Benefits of combining MCP with Agent Mode

When you bring these two capabilities together, you unlock key advantages:

  • Extended context: Copilot can draw on information from multiple systems, not just your code editor.

  • Reduced manual effort: Routine work like opening issues, managing workflows, or running checks can be automated while you focus on higher-value decisions.

  • Seamless integration: Copilot can carry out tasks that span tools and platforms, without needing custom connectors or constant switching.
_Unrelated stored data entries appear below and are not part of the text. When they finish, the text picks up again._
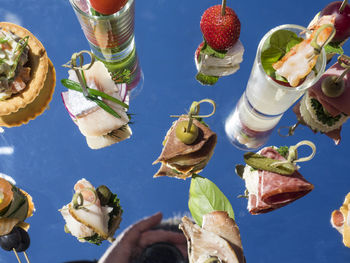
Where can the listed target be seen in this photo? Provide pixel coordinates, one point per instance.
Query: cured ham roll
(340, 220)
(218, 238)
(181, 160)
(93, 215)
(269, 190)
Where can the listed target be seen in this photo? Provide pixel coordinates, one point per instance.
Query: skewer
(291, 130)
(14, 250)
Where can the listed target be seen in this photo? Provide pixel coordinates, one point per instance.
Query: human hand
(140, 235)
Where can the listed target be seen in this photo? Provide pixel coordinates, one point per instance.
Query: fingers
(126, 243)
(153, 236)
(147, 223)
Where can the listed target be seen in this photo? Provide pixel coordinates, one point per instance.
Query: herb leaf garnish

Best practices for success

To get the most from MCP and agent mode, try these strategies:

  • Be clear about goals: Define what you want Copilot to achieve, and what the final output should look like.
  • Provide context: Share background details about your project or workflow. This could include links, references, or prior steps.
  • Set boundaries: If you want Copilot to stop at planning (and not make changes yet), state that. You can also limit which MCP tools are active.
  • Ask for confirmation: Before big changes, have Copilot summarize its plan so you can approve or refine it.
  • Use prompt files or instructions: Create custom prompt files that guide Copilot on how to behave with specific MCP servers. This keeps its behavior consistent and aligned with your workflows.